Блин, ну вот зачем она опять так? Хорошо ведь поговорили. Вернувшись домой, мама налила нам домашнего вина, и я, сама того не заметив, разоткровенничалась. И чем больше я говорила, тем большую в том потребность испытывала. А мама слушала, никак не комментируя моих слов, что было для меня совсем непривычно и ново.
– Мам, а я, по-твоему, гожусь только для чего-то? Просто так… сама по себе… я не заслуживаю любви? – сама вернула нас к разговору, от которого совсем недавно сбежала.
– А ты сама как думаешь? – вдруг сощурилась мама.
– Я не думаю! Я знаю, что да, – закричала я, вскакивая со стула. – Господи, мам… Но думать – это одно, а ощущать – совсем другое! – прошептала, упав обратно.

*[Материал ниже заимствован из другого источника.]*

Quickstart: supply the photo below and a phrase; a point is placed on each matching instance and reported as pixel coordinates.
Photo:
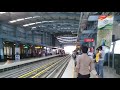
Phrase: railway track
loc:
(41, 69)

Мама опустила взгляд к рукам. Провела подушечкой большого пальца по ногтю на указательном. Руки у нее, несмотря на тяжелую работу по хозяйству, были всегда ухожены. Это тоже был протест – выглядеть не так, как большинство здешних женщин.
– Извини.
– Да что уж, – всхлипнула я, отворачиваясь к окошку. Показалось? Или за шторкой реально мелькнула тень? – Просто не поняла твою оговорку про няню. Все, что ты обычно мне говоришь, сводится к чему-то такому, что…
Мою речь прервал оглушительный стук в калитку.
– Это, наверное, ко мне. Мужчина, – добавила она и, не дав мне ни секунды на осмысление, устремилась прочь из комнаты. Я машинально кивнула, хотя мать этого, конечно же, не увидела. И только потом осознала. Что значит – мужчина? У моей мамы?! Нонсенс. У нее не было никого. Никогда. По крайней мере, пока мы жили вместе.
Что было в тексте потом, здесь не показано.